Abb. 25: Der Konsolidierungsprozess

 Quelle: W. Müller, der Konzernabschluss nach IFRS, 2. Aufl., Aachen 2005, S. 53

 

Die Erstellung eines Konzernabschlusses ohne eine EDV-gestützte Konzernbuchhaltung mit ihren Auswertungstools ist aufwendig und fehleranfällig. Zudem müssten die Konzernabschlüsse von Wirtschaftsprüfern geprüft werden. Das geht nicht ohne Einbeziehung der Tochtergesellschaften, so dass praktisch die Handelsbilanzen II in jedem Konzernunternehmen geprüft werden müssen, was einen erheblichen Aufwand darstellt. Große Konzerne sind deshalb bestrebt, Aufwand und Fehler durch Technikeinsatz zu minimieren und eine Konzernbuchhaltung aufzubauen. Sie ermöglicht eine sinnvolle Zentralisierung des Konzernabschlusses, bei der die Konzernzentrale alle Informationen erhält und die Konzernunternehmen mit ihren Anteilen zum Konzernabschluss nicht überfordert werden. Bereits 2005 hat der Verfasser dieses System vorgestellt:  

 
Abb. 26: Grundstruktur der Konzernbuchhaltung

Erläuterungen:
(1) In der regulären Buchhaltung werden alle Belege erfasst.
(2) Der Buchhaltungsdatenbestand bildet die Grundlage für die Erstellung des Einzelabschlusses.
(3) Die laufend erfassten Buchungen werden i.d.R. einmal monatlich in einen zweiten Datenbestand kopiert. Die Datenübertragung kann mit einem sog. „DATEV-Modul“ erfolgen, in dem eine zweite Konto-Nr. hinterlegt werden kann. Damit kann ein konzerneinheitlicher Kontenplan für den Konzernabschluss verwendet werden, wobei im Einzelabschluss die Konzernunternehmen ihren lokalen Kontenplan weiter verwenden können.
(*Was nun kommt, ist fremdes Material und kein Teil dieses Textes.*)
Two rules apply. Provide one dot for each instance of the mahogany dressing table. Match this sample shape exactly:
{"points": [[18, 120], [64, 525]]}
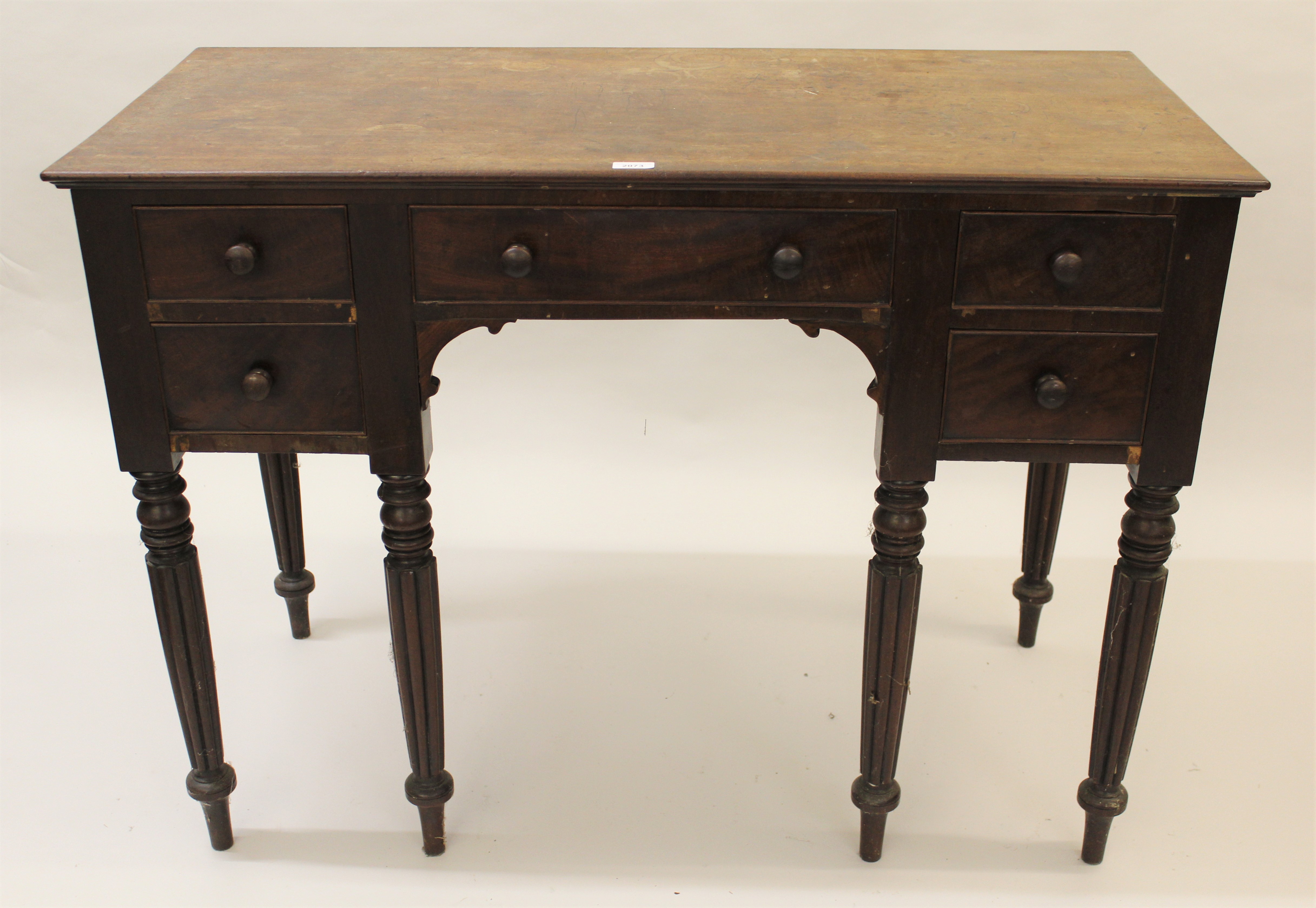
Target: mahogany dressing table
{"points": [[1030, 248]]}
Dies ist besonders in Ländern wie Frankreich, Belgien oder Spanien erforderlich, die ihren Unternehmen einen obligatorischen Kontenrahmen vorschreiben.
(4) Nach jeder Datenübertragung oder in regelmäßigen Abständen muss eine Kontenpflege erfolgen, bei der von den Standards des Konzernabschlusses oder von konzerneinheitlichen Richtlinien abweichende Buchungen korrigiert werden.
(5) Dieser Datenbestand bildet die Grundlage für die Handelsbilanz II. Sie wird wie der Einzelabschluss automatisch aus den Konten erstellt.
(6) Zu Abschlussterminen (i.d.R. Quartale) werden die aktualisierten Daten an die Konzernzentrale übertragen. Meistens wird diese Übertragung auf Summen und Salden der einzelnen Monate nach dem Konzernkontenrahmen beschränkt. Im Buchungstext, in der Beleg-Nr. oder als Kostenstelle wird das übertragende Unternehmen registriert. Alle Konzernunternehmen werden dann in einen gemeinsamen Datenbestand in der Konzernzentrale eingelesen. Die Kostenstelle als Identifikation des Konzernunternehmens hat dann den Vorteil, dass die Konzernzentrale die Handelsbilanzen II jedes Konzernunternehmens über das Kostenstellenmodul reproduzieren kann, was häufig Rückfragen beim Konzernunternehmen erspart.
(7) Konsolidierungen im engeren Sinne (vgl. Kapitel 4 + 5) werden in der Konzernzentrale als Korrekturbuchungen erfasst. Die Buchungsbelege können dabei auch nach der Logik der Eliminierungsmethode erstellt werden, indem jedes Konzernunternehmen über das Identifikationsmerkmal konzerninterner Transaktionen Reports erstellt, welche konzerninternen Buchungen in welchen Konten der Handelsbilanz II enthalten sind.
(8) Die Konzernbuchhaltung ist nach der Erfassung der Konsolidierungsbuchungen die Grundlage für den Konzernabschluss. Er wird wie der Einzelabschluss automatisch aus den Konten erstellt.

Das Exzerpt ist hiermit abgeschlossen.